Homework

Homework 9

    Due Wednesday, March 17 (Note the change of day!)

Solutions (pdf)  page1 page 2 page3 page 4

1) State the appropriate null and alternative hypotheses:
a) A dual X-ray absorptiometry (DXA) scanner is used to measure bone mineral density for people who may be at risk for osteoporosis. To be sure that the measurements are accurate, an object called a "phantom" that has known mean mineral density of 1.4 grams per square centimere is measured.  This phantom is scanned 10 times.  After trying this, check the answer here.
b) Feedback from your customers shows that many think it takes too long to fill out the online order form for your products.  YOu redesign the form and survey a random sample of customers to determine whether or not they think that the new form is actually an improvement.  The response uses a five-point scale: -2 if the new form takes much less time than th eold form; -1 if the new form takes a little less time; 0 if the new form takes about the same time; +1 if the new form takes a litle more time; and +2 if th enew form takes much more time.

2)* In the past, the mean score of the seniors at South High on the American College Testing (ACT) college entrance examination has been 20.   This year a special preparation course is offered, and all 53 seniors planning to take the ACT test enroll in the course.  The mean of their 53 ACT scores is 22.1.  The principal believes that the new course has improved the students' ACT scores.
a) Assume that ACT scores vary normally with standard deviation 6.  Is the outcome xbar=22.1 good evidence that the population mean score is greater than 20?  State the null and alternative hypotheses, compute the test statistic and the p-value, and answer the question by interpreting your result.
b) The results are in any case inconclusive because of the design fo the study.  The effects of the course are confounded with any change from past years, such as other new courses or higher standards.  Briefly outline the design of a better study of the effect of the new course on ACT scores.

3) Radon is a colorless, ordorless gas that is naturally released by rocks and soils and may concentrate in tightly closed houses.  Because radon is slightly radioactivie, there is some concern that it may be a health hazard.  Radon detectors are sold to homewoners, but the detectors may be inaccurate.  University researchers placed 12 detectors in a chamber where they were exposed to 105 picocuries per liter of radon over 3 days.  Here are the readings given by the detectors:
91.9, 97.8, 111.4, 122.3, 105.4, 95.0, 103.8, 99.6, 96.6, 119.3, 104.8, 101.7

Assume (unrealistically) that you know that the standard deviation of readings for all detectors of this type is sigma=9.
a) Give a 95% confidence interval for the mean reading for this type of detector.
b) Is there significant evidence at the 5% level that the mean reading differs from the true value of 105?  State hypotheses and base a test on your confidence interval from (a).
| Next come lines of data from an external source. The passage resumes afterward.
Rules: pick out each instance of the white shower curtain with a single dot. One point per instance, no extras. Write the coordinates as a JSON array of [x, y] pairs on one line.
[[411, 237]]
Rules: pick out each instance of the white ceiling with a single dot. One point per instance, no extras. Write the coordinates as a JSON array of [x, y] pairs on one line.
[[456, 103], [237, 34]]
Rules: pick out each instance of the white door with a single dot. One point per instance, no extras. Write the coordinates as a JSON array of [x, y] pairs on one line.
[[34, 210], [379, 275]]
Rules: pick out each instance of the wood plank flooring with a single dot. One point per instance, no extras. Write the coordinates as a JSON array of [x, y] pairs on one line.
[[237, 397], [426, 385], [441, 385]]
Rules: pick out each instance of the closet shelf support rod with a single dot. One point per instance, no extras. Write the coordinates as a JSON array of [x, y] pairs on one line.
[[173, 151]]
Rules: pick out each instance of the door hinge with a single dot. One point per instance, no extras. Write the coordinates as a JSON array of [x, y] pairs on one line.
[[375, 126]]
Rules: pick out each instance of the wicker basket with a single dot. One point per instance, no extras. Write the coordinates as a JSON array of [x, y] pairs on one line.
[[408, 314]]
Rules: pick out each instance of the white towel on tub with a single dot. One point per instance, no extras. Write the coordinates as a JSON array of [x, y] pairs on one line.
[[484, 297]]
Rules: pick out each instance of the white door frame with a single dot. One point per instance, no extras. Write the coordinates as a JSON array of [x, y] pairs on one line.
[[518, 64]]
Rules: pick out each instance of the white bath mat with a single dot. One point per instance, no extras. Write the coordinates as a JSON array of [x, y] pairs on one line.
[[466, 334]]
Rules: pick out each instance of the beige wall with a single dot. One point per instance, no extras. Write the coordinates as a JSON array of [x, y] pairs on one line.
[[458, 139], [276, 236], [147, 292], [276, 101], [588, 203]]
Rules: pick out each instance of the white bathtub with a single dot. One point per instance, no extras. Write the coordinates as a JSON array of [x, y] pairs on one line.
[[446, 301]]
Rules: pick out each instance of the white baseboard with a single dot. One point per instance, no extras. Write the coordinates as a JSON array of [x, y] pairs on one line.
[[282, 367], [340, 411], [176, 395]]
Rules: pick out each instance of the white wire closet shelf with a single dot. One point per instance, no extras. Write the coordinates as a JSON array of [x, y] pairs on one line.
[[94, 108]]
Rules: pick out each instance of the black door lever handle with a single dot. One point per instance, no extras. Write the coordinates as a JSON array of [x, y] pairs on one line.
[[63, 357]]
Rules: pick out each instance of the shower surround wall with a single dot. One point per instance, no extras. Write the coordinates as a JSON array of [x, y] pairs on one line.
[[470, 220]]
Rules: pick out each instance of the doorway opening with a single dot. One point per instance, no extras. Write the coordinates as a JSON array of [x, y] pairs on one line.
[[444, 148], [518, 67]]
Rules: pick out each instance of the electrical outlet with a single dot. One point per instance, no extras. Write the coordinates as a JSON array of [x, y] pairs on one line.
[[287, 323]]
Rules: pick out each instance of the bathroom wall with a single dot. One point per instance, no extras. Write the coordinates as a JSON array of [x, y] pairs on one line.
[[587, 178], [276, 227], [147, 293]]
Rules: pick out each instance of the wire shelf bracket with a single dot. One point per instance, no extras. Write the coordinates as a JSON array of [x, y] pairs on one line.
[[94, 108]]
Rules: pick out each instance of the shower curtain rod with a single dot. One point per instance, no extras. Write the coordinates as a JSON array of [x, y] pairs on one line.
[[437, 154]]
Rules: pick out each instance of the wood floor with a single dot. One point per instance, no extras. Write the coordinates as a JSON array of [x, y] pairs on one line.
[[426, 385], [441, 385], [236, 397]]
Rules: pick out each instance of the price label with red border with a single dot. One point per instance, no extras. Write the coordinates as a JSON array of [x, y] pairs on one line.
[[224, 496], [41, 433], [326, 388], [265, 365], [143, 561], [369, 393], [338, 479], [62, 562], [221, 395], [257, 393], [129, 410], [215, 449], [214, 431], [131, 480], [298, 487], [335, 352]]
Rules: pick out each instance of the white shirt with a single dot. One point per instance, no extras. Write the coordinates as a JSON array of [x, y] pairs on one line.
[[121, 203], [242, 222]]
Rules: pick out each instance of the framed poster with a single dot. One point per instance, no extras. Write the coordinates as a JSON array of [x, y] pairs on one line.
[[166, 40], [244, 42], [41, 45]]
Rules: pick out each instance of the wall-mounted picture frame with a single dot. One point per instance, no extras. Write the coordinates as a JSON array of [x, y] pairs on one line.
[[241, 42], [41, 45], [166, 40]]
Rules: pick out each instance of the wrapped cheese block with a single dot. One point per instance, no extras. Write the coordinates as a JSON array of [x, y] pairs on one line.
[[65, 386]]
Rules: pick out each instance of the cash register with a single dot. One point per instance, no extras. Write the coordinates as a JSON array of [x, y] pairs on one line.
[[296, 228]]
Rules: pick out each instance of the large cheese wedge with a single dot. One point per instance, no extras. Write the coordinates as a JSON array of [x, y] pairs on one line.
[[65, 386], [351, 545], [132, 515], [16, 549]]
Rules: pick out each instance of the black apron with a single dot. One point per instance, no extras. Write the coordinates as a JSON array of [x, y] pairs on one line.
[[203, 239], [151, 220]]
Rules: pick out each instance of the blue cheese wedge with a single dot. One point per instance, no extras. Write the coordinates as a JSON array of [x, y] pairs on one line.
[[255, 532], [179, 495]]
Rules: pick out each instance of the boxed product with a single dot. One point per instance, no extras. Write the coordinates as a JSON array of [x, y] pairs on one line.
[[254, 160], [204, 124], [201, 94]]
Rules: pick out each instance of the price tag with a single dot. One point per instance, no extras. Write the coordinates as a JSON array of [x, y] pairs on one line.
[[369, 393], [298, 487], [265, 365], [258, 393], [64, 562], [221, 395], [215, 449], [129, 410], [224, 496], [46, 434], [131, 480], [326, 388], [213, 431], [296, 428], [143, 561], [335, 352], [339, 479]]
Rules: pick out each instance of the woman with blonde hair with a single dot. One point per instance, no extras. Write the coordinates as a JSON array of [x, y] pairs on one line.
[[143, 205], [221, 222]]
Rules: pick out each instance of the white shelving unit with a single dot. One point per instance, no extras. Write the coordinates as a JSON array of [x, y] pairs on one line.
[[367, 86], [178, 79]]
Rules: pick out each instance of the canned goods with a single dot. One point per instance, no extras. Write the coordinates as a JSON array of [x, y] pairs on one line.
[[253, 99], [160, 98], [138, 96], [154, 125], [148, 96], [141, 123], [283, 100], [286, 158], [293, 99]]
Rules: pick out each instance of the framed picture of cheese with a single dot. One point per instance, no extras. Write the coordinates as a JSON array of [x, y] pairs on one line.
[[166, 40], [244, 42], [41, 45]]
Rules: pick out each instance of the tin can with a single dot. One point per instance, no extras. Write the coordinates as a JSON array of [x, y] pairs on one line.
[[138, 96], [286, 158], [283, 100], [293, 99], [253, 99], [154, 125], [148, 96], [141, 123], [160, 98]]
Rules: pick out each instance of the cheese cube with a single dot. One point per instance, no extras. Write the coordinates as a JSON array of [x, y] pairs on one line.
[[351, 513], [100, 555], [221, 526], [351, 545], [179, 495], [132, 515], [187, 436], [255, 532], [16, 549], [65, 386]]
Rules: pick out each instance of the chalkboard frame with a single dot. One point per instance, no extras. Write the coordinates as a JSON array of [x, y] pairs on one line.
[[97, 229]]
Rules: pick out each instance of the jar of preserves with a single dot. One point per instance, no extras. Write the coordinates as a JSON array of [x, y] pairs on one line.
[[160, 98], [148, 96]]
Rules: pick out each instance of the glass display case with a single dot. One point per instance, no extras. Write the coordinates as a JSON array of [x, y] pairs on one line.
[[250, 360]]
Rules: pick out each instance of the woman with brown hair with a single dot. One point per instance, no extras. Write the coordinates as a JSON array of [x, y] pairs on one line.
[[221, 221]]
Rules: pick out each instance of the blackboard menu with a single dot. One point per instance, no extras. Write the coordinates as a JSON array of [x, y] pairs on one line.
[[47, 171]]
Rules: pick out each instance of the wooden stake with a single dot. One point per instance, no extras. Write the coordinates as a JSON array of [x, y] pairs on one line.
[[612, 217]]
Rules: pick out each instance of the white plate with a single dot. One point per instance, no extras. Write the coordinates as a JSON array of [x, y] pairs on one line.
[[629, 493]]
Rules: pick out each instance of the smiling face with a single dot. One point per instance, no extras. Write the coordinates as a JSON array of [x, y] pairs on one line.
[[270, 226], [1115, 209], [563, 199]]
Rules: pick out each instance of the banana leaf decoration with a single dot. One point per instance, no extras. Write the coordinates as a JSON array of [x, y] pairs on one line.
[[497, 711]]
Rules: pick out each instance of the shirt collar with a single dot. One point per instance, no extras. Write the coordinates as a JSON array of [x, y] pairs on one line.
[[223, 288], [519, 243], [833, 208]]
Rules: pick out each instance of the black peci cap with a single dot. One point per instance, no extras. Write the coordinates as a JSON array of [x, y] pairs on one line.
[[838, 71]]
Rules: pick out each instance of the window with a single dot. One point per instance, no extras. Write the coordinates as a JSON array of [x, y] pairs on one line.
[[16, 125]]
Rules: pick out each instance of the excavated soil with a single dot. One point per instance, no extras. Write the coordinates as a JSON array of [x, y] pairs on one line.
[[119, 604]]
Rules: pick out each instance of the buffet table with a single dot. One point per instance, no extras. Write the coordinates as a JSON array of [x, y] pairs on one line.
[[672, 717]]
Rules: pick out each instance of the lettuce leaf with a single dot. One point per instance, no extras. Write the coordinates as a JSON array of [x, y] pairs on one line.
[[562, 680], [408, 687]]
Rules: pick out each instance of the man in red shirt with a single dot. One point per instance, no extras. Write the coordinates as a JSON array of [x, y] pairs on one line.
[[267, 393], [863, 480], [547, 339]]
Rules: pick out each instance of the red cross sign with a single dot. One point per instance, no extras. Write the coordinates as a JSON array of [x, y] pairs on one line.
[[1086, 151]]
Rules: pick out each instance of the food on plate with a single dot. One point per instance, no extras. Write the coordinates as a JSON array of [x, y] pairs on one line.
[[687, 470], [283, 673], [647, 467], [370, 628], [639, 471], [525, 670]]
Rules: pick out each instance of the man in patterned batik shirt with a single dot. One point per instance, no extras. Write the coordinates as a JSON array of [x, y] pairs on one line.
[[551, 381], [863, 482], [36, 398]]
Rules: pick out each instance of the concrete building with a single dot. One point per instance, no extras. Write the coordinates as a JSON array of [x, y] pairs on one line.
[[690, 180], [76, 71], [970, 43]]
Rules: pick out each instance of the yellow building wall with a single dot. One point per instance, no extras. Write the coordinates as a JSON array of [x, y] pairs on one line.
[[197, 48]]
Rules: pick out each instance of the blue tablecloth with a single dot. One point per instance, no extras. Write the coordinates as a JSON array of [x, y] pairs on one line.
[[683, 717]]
4) A random sample of 10 one-bedroom apartments from your local newspaper has these monthly rents (dollars):
500, 650, 600, 505, 450, 550, 515, 495, 650, 395.  (Note: the data come from Indiana!)
Do these data give good reason to believe that the mean rent of all advertised apartments is greater than $500 per month?  State hypotheses, compute the appropriate statistic, find the p-value, state your conclusion.

5) The scores of four rommates on the Law School Admission Test (LSAT) are 628, 593, 455, 503.  Find the mean, the standard deviation, and the standard error of the mean.  Is it appropriate to calculate a confidence interval for these data?  Explain why or why not.

6)* Repeat (3), but now do NOT assume that the standard deviation is known.  State hypotheses, calculate a test statistic, find the p-value, state your conclusion.

7) I just spun a coin (as described in problem 6 of HW 8) 50 times and got 11 heads.  Is the probability of getting a head 50% when using this method?  Let's find out:
a) State the null and alternative hypotheses.
b) State an appropriate test statistic and find the observed value for my experiment.
c) Calculate the p-value of this observed test statistic.
d) What do you conclude?

8) The English mathematician John Kerrich tossed a coin 10000 times and obtained 5067 heads.  (He was a prisoner of war and had time on his hands).  
a) Is this significant evidence at the 5% level that the probability that Kerrich's coin comes up heads is not 0.5?
b) Use a 95% confidence interval to find the range of probabilities of heads that would not be rejected at the 5% level.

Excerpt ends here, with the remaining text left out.